Одна часть Ольсена прекрасно понимала смысл сказанных подругой слов и подписывалась под каждой мыслью девушки насчёт Ричардсона. Выходит, что Йоханесса просто взяли в сексуальное рабство в обмен на лекарство, вместо денег, словно последнюю шлюху с переулка. Но другая, уже полностью поражённая страшной и быстро распространяющейся болезнью, отчаянно сопротивлялась с этим мнением, потому что никто не может знать, что на самом деле творится в голове Эрика. Он ведь не такой, каким его видит окружающий мир. Ричардсон, вопреки всеобщему мнению – человек, а не монстр. Ведь так?
— Мы должны расплатиться как можно скорее, — вздохнула Пауэлл.
— Но ведь у нас на руках нет того самого обещанного лекарства, — соврал Йенс, прекрасно понимая, что скоро правда всплывёт наружу, потому что рано или поздно он запутается во всём дерьме, которое говорит.
— Меня это настораживает, — покачала головой Эльфрида. — Я не могу сидеть на месте, зная, что самые близкие для меня люди влезли в это дерьмо. Я так боюсь, что рано или поздно вы в нём захлебнётесь.
Голос девушки задрожал, она обняла себя руками, словно пытаясь успокоиться.
Все мысли Ольсена совершить чистосердечное признание исчерпали сами себя.
Вероятнее всего, Пауэлл не станет легче, если она узнает страшную правду. Наверное, ложь, пускай и не такая уж и сладкая, иногда безопаснее.
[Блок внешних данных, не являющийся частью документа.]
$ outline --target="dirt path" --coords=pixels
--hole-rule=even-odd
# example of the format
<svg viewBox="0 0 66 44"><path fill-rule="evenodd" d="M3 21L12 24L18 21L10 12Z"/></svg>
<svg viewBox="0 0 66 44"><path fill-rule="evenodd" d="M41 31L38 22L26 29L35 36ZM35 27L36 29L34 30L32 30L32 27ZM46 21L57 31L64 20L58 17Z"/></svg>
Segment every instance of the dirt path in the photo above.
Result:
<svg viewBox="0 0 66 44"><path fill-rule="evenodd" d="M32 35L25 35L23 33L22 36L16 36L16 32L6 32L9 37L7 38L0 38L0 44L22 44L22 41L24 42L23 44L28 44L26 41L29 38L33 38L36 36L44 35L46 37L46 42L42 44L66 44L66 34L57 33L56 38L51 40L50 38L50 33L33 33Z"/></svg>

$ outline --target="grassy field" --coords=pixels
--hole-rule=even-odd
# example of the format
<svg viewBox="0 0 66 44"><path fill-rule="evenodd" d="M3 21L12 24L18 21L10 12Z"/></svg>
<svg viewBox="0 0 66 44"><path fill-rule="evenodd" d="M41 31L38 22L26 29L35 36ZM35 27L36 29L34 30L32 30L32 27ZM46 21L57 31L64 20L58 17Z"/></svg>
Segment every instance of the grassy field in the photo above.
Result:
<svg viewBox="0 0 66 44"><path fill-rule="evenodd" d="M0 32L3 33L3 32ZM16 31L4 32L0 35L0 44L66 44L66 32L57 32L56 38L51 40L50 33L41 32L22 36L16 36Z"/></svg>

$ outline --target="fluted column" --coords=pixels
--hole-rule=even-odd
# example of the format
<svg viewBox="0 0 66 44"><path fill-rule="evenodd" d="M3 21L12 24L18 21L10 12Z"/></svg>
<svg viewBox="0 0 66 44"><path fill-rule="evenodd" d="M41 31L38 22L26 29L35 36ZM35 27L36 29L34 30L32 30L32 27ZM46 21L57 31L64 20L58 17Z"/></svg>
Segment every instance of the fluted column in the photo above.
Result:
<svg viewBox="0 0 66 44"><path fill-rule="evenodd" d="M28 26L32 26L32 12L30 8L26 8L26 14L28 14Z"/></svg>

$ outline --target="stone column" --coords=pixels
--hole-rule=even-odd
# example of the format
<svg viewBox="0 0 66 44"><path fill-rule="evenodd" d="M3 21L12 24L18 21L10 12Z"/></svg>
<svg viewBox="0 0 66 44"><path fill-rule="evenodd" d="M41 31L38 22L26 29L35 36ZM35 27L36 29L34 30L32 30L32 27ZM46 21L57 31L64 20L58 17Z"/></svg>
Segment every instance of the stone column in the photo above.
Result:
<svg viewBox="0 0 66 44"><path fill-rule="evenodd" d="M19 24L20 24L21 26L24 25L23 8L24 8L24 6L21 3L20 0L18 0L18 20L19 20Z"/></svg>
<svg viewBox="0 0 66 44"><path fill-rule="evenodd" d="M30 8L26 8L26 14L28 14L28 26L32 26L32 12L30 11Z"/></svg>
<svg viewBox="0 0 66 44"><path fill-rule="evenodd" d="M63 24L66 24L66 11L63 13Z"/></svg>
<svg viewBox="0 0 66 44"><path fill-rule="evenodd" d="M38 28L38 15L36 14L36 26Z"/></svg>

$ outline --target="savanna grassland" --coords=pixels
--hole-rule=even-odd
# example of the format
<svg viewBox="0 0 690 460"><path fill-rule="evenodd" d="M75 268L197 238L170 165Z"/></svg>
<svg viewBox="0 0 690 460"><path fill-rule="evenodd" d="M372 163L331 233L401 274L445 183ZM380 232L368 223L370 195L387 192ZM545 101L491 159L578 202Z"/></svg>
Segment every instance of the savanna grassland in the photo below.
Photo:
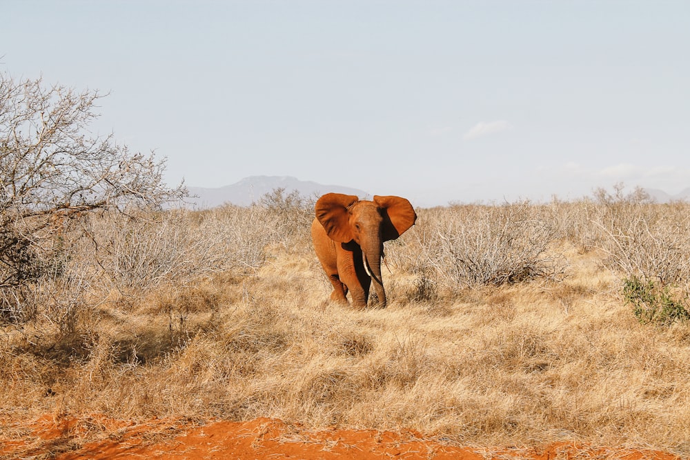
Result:
<svg viewBox="0 0 690 460"><path fill-rule="evenodd" d="M364 310L326 302L312 206L277 190L47 229L40 279L3 292L0 435L46 414L270 417L690 455L690 205L418 209L386 243L388 307Z"/></svg>

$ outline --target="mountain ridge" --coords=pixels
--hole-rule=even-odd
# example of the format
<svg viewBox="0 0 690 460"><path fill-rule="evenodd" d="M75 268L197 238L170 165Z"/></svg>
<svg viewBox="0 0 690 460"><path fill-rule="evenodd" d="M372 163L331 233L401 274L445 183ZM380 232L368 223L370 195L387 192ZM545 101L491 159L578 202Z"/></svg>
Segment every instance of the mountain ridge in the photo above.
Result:
<svg viewBox="0 0 690 460"><path fill-rule="evenodd" d="M239 206L248 206L264 194L276 188L283 188L286 193L297 190L301 195L309 197L333 192L369 197L364 190L344 186L326 185L313 181L301 181L292 176L249 176L235 183L223 187L188 187L190 194L195 195L186 200L188 205L198 209L219 206L226 203Z"/></svg>

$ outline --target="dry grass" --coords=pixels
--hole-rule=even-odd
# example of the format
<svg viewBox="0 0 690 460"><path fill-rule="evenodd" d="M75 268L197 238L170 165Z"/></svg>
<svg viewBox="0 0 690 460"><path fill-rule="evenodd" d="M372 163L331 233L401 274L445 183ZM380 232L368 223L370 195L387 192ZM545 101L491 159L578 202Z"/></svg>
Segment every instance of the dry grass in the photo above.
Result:
<svg viewBox="0 0 690 460"><path fill-rule="evenodd" d="M690 324L638 322L620 295L627 274L600 247L607 235L580 220L593 206L528 206L549 232L520 228L551 235L531 260L565 261L561 276L455 286L438 259L410 254L437 230L436 217L469 226L478 210L420 210L416 228L386 243L388 308L364 311L324 303L330 285L302 226L308 213L226 208L177 216L162 232L137 227L137 250L109 257L132 272L145 265L136 257L165 263L172 268L156 272L169 274L130 280L108 252L95 268L70 259L75 271L54 277L65 287L52 293L81 293L64 301L68 311L48 303L0 330L0 407L16 417L270 417L473 444L578 440L689 454ZM153 239L169 239L147 246ZM64 281L79 273L81 290Z"/></svg>

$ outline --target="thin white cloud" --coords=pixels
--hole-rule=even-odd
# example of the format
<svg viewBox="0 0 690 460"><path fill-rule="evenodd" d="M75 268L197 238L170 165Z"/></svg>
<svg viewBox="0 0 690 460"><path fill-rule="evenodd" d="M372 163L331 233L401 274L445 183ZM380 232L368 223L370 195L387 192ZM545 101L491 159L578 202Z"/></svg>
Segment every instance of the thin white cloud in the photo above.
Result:
<svg viewBox="0 0 690 460"><path fill-rule="evenodd" d="M621 163L600 169L595 174L602 177L626 179L643 175L644 171L644 168L640 166L636 166L629 163Z"/></svg>
<svg viewBox="0 0 690 460"><path fill-rule="evenodd" d="M435 128L429 131L429 134L433 137L442 136L446 133L451 132L453 128L451 126L444 126L443 128Z"/></svg>
<svg viewBox="0 0 690 460"><path fill-rule="evenodd" d="M586 184L590 190L609 188L622 182L626 189L635 186L663 190L673 194L690 187L690 168L662 164L656 166L620 163L602 167L584 166L574 161L540 166L535 172L544 180L560 184Z"/></svg>
<svg viewBox="0 0 690 460"><path fill-rule="evenodd" d="M482 121L477 123L465 133L463 139L466 141L471 141L479 137L484 137L499 132L503 132L504 131L508 131L511 129L513 129L513 125L505 120L497 120L495 121L489 121L489 123L484 123Z"/></svg>

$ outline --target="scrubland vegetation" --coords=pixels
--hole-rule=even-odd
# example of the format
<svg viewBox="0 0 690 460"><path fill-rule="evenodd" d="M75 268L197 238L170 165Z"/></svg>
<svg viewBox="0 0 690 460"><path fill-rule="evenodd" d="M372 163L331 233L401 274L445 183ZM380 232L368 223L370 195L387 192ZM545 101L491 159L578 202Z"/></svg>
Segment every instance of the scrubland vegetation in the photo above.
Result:
<svg viewBox="0 0 690 460"><path fill-rule="evenodd" d="M420 209L386 243L388 307L363 311L326 302L312 206L276 190L70 221L40 276L3 290L3 411L690 452L690 206Z"/></svg>
<svg viewBox="0 0 690 460"><path fill-rule="evenodd" d="M355 310L326 302L312 199L165 210L163 162L85 134L98 98L0 75L0 431L268 417L690 454L690 205L418 209L388 307Z"/></svg>

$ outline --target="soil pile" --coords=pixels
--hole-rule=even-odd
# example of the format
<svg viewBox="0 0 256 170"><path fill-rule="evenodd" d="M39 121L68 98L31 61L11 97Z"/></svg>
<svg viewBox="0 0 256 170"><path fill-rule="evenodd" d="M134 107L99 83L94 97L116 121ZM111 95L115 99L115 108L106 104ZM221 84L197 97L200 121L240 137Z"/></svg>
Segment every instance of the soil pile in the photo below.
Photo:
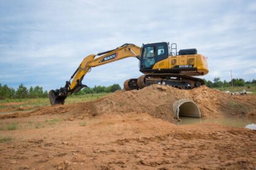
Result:
<svg viewBox="0 0 256 170"><path fill-rule="evenodd" d="M255 116L256 98L253 95L249 98L231 96L206 86L186 90L153 85L140 90L114 94L94 104L97 114L113 112L147 112L154 117L172 122L173 103L182 99L194 101L205 118Z"/></svg>
<svg viewBox="0 0 256 170"><path fill-rule="evenodd" d="M66 118L82 118L103 114L148 113L156 118L171 122L174 118L173 104L190 99L201 110L203 118L230 116L256 117L255 95L232 96L206 86L191 90L170 86L153 85L140 90L119 91L96 101L74 104L46 107L30 113L6 115L2 118L30 115L66 114Z"/></svg>

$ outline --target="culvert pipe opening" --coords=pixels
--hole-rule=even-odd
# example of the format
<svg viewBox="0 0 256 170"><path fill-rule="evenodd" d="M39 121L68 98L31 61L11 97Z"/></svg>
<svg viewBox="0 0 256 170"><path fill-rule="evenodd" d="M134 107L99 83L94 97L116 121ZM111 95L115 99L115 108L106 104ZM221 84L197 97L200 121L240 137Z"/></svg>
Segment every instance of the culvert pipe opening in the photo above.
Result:
<svg viewBox="0 0 256 170"><path fill-rule="evenodd" d="M188 99L175 101L173 105L175 118L180 117L201 117L200 110L196 103Z"/></svg>

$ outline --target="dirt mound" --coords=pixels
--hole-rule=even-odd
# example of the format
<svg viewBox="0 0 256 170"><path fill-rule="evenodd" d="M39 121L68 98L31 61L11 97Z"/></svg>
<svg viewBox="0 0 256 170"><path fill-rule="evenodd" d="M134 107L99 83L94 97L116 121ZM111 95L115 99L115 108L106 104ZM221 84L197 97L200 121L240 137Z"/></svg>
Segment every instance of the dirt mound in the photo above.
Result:
<svg viewBox="0 0 256 170"><path fill-rule="evenodd" d="M191 90L153 85L140 90L124 91L94 103L97 114L107 112L147 112L154 117L174 121L173 103L190 99L199 107L202 117L254 116L256 98L234 96L206 86Z"/></svg>
<svg viewBox="0 0 256 170"><path fill-rule="evenodd" d="M173 122L177 121L174 118L173 104L183 99L194 101L203 118L256 117L256 96L253 95L232 96L206 86L186 90L153 85L140 90L119 91L94 101L47 107L29 114L18 113L1 117L66 114L66 118L72 119L108 113L146 112L154 117Z"/></svg>

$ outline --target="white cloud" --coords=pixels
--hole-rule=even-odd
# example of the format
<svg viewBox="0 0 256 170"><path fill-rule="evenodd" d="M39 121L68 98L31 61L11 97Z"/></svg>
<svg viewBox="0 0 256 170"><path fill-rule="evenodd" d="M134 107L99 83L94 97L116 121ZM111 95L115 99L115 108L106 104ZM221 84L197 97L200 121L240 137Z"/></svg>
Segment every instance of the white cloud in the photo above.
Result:
<svg viewBox="0 0 256 170"><path fill-rule="evenodd" d="M256 68L251 68L244 72L245 74L256 74Z"/></svg>
<svg viewBox="0 0 256 170"><path fill-rule="evenodd" d="M0 78L17 85L62 86L83 58L124 43L177 42L208 56L203 77L228 79L255 68L255 3L240 1L6 1L0 7ZM8 10L4 10L8 9ZM129 58L92 69L84 83L138 77ZM109 75L111 75L110 77Z"/></svg>

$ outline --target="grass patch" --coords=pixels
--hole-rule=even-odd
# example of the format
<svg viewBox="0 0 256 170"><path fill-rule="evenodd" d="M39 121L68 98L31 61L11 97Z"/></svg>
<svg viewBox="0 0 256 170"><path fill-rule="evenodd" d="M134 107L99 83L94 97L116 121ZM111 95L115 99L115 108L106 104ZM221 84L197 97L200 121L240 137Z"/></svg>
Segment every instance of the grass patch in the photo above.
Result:
<svg viewBox="0 0 256 170"><path fill-rule="evenodd" d="M55 125L57 123L58 123L60 122L60 119L58 118L54 118L51 120L46 120L46 123L49 124L49 125Z"/></svg>
<svg viewBox="0 0 256 170"><path fill-rule="evenodd" d="M124 102L120 102L119 103L119 106L121 106L121 107L122 107L122 106L125 106L126 105L126 104L124 103Z"/></svg>
<svg viewBox="0 0 256 170"><path fill-rule="evenodd" d="M100 98L111 93L95 93L95 94L86 94L83 95L74 95L69 96L65 100L65 104L76 103L79 102L90 101ZM18 109L20 106L24 108L27 107L42 107L46 106L50 106L50 102L47 98L38 98L38 99L0 99L0 103L9 103L9 102L22 102L20 104L12 105L12 106L0 106L0 109L5 108L16 108ZM28 110L27 109L25 109Z"/></svg>
<svg viewBox="0 0 256 170"><path fill-rule="evenodd" d="M13 131L18 128L18 123L14 122L0 127L1 131Z"/></svg>
<svg viewBox="0 0 256 170"><path fill-rule="evenodd" d="M244 89L246 91L252 91L254 94L256 94L256 86L253 85L250 85L250 86L246 85L244 87L218 87L215 88L223 91L230 91L230 92L241 91Z"/></svg>
<svg viewBox="0 0 256 170"><path fill-rule="evenodd" d="M86 122L82 122L79 123L80 126L86 126L87 125L87 123Z"/></svg>
<svg viewBox="0 0 256 170"><path fill-rule="evenodd" d="M0 143L10 142L14 138L10 136L0 136Z"/></svg>

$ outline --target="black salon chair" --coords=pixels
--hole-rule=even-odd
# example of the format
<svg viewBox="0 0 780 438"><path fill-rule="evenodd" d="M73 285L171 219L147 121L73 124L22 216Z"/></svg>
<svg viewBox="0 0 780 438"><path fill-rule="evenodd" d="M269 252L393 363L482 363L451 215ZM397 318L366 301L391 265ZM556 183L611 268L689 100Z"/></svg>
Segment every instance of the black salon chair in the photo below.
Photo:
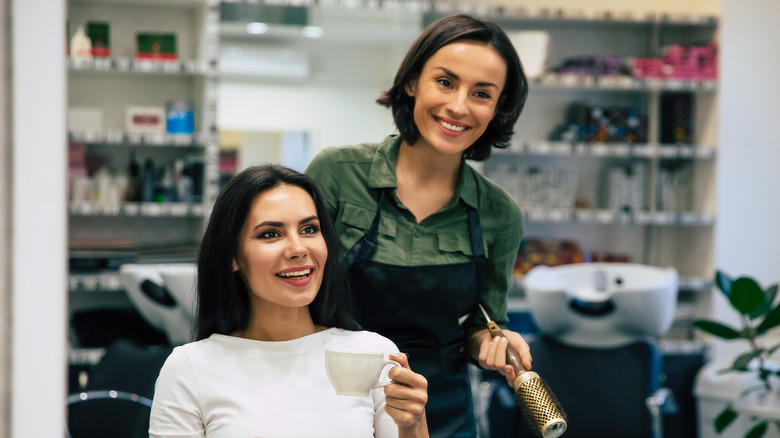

Йоханесс поднялся со своего места и встал на колени перед Эльфридой, осторожно взяв её за руку, нежными движениями поглаживая мягкую кожу. Невольно в голову залезли мысли о прикосновениях к Эрику, которые Ольсен тут же постарался отогнать куда подальше.
— Хей, перестань, — хрипло произнёс Йоханесс. — Мы выкрутимся, ладно? Не забивай себя так. Всё будет хорошо.
Пауэлл согласно кивнула и спрыгнула со стула прямо в объятия к мужчине, крепко прижимаясь к его груди. Ольсен осторожно поглаживал девушку по спине, осознавая, что впервые за несколько дней почувствовал себя совершенно нормальным.
— Я люблю тебя, — сиплым голосом сказала Фрида.
— Я тоже люблю тебя, — отозвался мужчина, до ужаса боясь того, что это признание девушке станет последним в его жизни.
***
После ухода Эльфриды Йоханесс вторую ночь подряд не мог заснуть. Он пустым взглядом смотрел в стену, уже ни о чём не думая и ничего не желая. Пару раз Ольсен находил себя разглядывающим мирно покоящийся телефон. Устройство предательски молчало, не собираясь подавать хотя бы какие-нибудь признаки жизни. Мужчину жутко раздражало то, что, несмотря ни на что, он продолжал ждать звонка от определённого человека. Но одно ужасное имя, казалось бы, вжилось в сердце Йенса, с каждым ударом вновь и вновь выкрикивая или даже болезненно выстанывая: «Эрик!»